More celebrities come out of the closet: Why does it still matter?
It's been quite the banner week for celebrities coming out of the closet, hasn’t it?
While Anderson Cooper clearly took the top spot for all the media attention he garnered for his emergence from his glass closet, there were several others who also let their sexual orientation be publicly known as Pride Month wrapped up.
U.S. soccer star Megan Rapinoe showed she has balls for announcing she's a lesbian prior to the London Olympics. R&B singer Frank Ocean, affiliated with hip-hop collective Odd Future, made waves for blogging about his experience of falling in love with a man. And Jamaican reggae fusion singer-songwriter Diana King (best known for her 1995 hit "Shy Guy") also came out, by declaring herself a lesbian on her Facebook page.
And then there were the responses, from audiences across the internet, from reader comments and tweets to blogs and articles.
While there were expressions of support, there were the inevitable "Who cares?" And the "It's none of our business" responses.
As an out gay male, I do in fact agree that it really shouldn't be anyone's business. It shouldn't matter if a person is gay, straight, bisexual, two-spirited, intersex, trans, questioning, queer, three-legged, or sometimes Y. And the idea that it shouldn't matter is certainly the ultimate goal for equality between queer and straight people. Theoretically speaking.
But I also think it's premature to say that it doesn't matter.
We have made a lot of progress, some huge strides, and even some paradigm shifts. (Take that, One Million Moms!) And perhaps it doesn't matter for some people, particularly for straight people who are accepting of queer sexuality and have no problem with it. (And who are therefore fabulous. Absolutely.)
What many people might not realize is that we're still not on a level playing field.
The fact that people need to come out still speaks to heterosexist assumptions, that everyone's presumed straight until proven gay. Generally. (Some restrictions may apply.)
One of the more obvious and commonly touted reasons for celebrities to come out is that queer youth do need role models.
In response to the wave of gay suicides across North America, numerous people, including the likes of the CBC's Rick Mercer, have been calling for more public figures for queer youth to look up to, to draw hope and inspiration from, and to know that, as bleak as things can sometimes get, It Gets Better. Homophobia and homophobic bullying still remain a problem (not just for queer youth but also for straight youth who can be targeted as well with gay slurs and insults) and we need to look no further than our own backyard when it comes to opposition to antihomophobia policies.
Something else that is easy to lose sight of is the fact that many queer people can potentially remain an invisible minority. Those who are publicly out remain only a fraction of the total queer population that exists. There remain an unknown number who stay closeted to varying degrees. It's possible we could be seeing only the tip of the iceberg.

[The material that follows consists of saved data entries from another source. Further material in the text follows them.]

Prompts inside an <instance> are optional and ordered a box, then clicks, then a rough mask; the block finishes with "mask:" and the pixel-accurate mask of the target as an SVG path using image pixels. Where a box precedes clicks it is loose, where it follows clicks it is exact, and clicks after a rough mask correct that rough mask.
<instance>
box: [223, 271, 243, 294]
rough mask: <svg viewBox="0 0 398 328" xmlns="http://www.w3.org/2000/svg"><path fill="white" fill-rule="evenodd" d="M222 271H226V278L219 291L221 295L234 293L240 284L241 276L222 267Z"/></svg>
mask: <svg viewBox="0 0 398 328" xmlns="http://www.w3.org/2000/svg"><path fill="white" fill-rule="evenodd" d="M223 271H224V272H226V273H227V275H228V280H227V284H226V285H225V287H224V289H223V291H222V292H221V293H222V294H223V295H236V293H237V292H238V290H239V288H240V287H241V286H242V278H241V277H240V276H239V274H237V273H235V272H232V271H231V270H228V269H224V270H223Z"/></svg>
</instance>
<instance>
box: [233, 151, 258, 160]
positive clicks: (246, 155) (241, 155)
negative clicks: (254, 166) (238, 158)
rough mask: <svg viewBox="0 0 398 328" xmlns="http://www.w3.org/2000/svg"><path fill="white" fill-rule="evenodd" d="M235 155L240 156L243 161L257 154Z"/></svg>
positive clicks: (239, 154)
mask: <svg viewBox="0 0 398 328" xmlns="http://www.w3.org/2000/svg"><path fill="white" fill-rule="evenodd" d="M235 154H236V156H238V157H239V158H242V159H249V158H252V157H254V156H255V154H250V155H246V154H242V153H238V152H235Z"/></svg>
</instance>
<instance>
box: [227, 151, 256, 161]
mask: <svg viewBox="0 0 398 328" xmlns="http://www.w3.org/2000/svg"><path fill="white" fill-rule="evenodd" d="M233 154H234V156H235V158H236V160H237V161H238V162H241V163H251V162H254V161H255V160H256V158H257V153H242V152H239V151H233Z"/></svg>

The more public figures who do come out can help to contribute to a critical mass that may help numerous others to surface.
For myself, growing up as a teenager in the closet, the only representations of gay men I saw were in the news, either dying of AIDS, pedophilic priests, or flamboyant drag queens. Compounded by a dearth of visible gay celebrities, these severely limited images merely served to reinforce my own internalized homophobia. Other queer people have experienced something similar and more visible representations of queer people can help to counter that.
We are still in need of a diversity of images of out queer people, not just in terms of ethnicity, age, or religion, but also profession, personality, and more, to counter queer stereotyping that still runs rampant.
Artists like Ocean and King, as well as country artists like Chely Wright, are brave for coming out in genres and industries that have been long criticized for being queerphobic and heterosexist.
With the exception of Jodie Foster (whose so-called coming-out speech has been open to interpretation and debate), there's still a glaring lack of A-list out Hollywood celebrities, many of whom still remain closeted in order to protect their careers. But when a celebrity the stature of Cooper announces he's gay, with little or no negative impact upon his career, it does send a powerful message to other celebrities and non-celebrities.
And we need only to consider where things are at regarding queer rights (homosexuality is still punishable by law with everything from fines to death sentences in numerous countries), same-sex marriage (félicitations to France, which announced this past week it will legalize gay marriage by 2013), and more on an international level to realize there is still plenty of work to do be done around the world.
There are numerous other reasons to list, but when it comes down to individual decisions about coming out, identity politics are always a tricky thing. It's where the public and personal intersect (or don't). There are varying degrees of coming out, and it doesn't always have to be in a grand announcement (some have taken a more low-key route, like actor Matt Bomer).
But for those celebrities that do, I applaud their contributions to the overall evolution of our society and for the sake of our collective mental, emotional, physical, and sexual health.
We've come a long way, baby. But we've still got a long ways to go.